Sie haben, lieber Herr Bundespräsident, in Ihrem Amt schon manche Formulierung geprägt, die in ein Buch der Geflügelten Worte Eingang finden kann. Um auf das Wort zuzusteuern, auf das ich hinaus will, muss ich etwas ausholen.

Die Ansprache, mit der Sie Ihre Wahl zum Präsidenten unseres Landes annahmen, beendeten Sie mit folgenden Worten: „Ich grüße alle Landsleute nah und fern, unsere Nachbarn in Europa und unsere Freunde in der Welt. Gott segne unser Land!“ Und in der Rede, mit der Sie Ihr Amt antraten, am 1. Juli 2004, verdeutlichten Sie den Geist, an dem Sie uns teilhaben lassen wollen, mit folgenden Worten: „Persönlicher Kompass ist mir dabei mein christliches Menschenbild und das Bewusstsein, dass menschliches Tun am Ende immer vorläufiges Tun ist. Ich bin Optimist.“ Und Sie fügten einen Satz Goethes hinzu: „Niemand weiß, wie weit seine Kräfte gehen, bis er sie versucht hat.“

Angesichts solcher Aussagen war es vielleicht nicht verwunderlich, dass Sie im Mai dieses Jahres beim Deutschen Evangelischen Kirchentag in Hannover gefragt wurden, warum Sie denn Gottes Segen für unser Land erbeten hätten. Sie antworteten – und diese Antwort haben viele Menschen geradezu als entwaffnend empfunden: „Weil ich davon überzeugt bin, dass es unserem Land mit Gottes Segen besser geht als ohne ihn.“

Was in anderen Ländern selbstverständlich ist, haben Sie auch nach Deutschland zurück gebracht: Der Segen Gottes ist eine öffentliche Kategorie. Denn diesen Segen Gottes kann niemand nur für sich selbst haben oder behalten wollen; wir haben ihn nur, indem wir ihn mit anderen teilen. Deshalb wird der Segen Gottes Menschen zugesprochen, die ihr Leben gemeinsam führen: in Ehe und Familie, in der christlichen Gemeinde – und eben auch: als Glieder eines Volkes, eines Landes.
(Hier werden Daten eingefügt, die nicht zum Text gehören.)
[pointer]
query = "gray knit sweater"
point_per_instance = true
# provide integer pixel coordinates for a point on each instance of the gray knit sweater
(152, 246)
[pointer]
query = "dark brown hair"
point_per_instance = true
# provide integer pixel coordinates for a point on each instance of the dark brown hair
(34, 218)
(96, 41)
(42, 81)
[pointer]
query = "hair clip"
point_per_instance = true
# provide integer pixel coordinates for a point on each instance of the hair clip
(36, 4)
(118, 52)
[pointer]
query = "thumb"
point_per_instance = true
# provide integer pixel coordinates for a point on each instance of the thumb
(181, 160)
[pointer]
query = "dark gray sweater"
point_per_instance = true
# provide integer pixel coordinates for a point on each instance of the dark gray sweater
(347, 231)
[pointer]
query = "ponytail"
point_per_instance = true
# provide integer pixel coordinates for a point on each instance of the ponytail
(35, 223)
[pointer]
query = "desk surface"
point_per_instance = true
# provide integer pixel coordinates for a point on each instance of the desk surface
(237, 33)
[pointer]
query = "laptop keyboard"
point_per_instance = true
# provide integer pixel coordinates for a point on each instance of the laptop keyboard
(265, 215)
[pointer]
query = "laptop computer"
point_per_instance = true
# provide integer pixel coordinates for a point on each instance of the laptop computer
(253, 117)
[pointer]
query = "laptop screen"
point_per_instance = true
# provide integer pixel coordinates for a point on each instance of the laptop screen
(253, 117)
In der biblischen Botschaft ist das klar verankert. Dass ein Land oder ein Volk gesegnet wird, begegnet in der Bibel zum ersten Mal in der Geschichte Abrahams. In ihm werden zugleich seine Nachkommen gesegnet, die das Volk Israel bilden sollen; aber in diesen besonderen Segen werden zugleich alle anderen Völker einbezogen.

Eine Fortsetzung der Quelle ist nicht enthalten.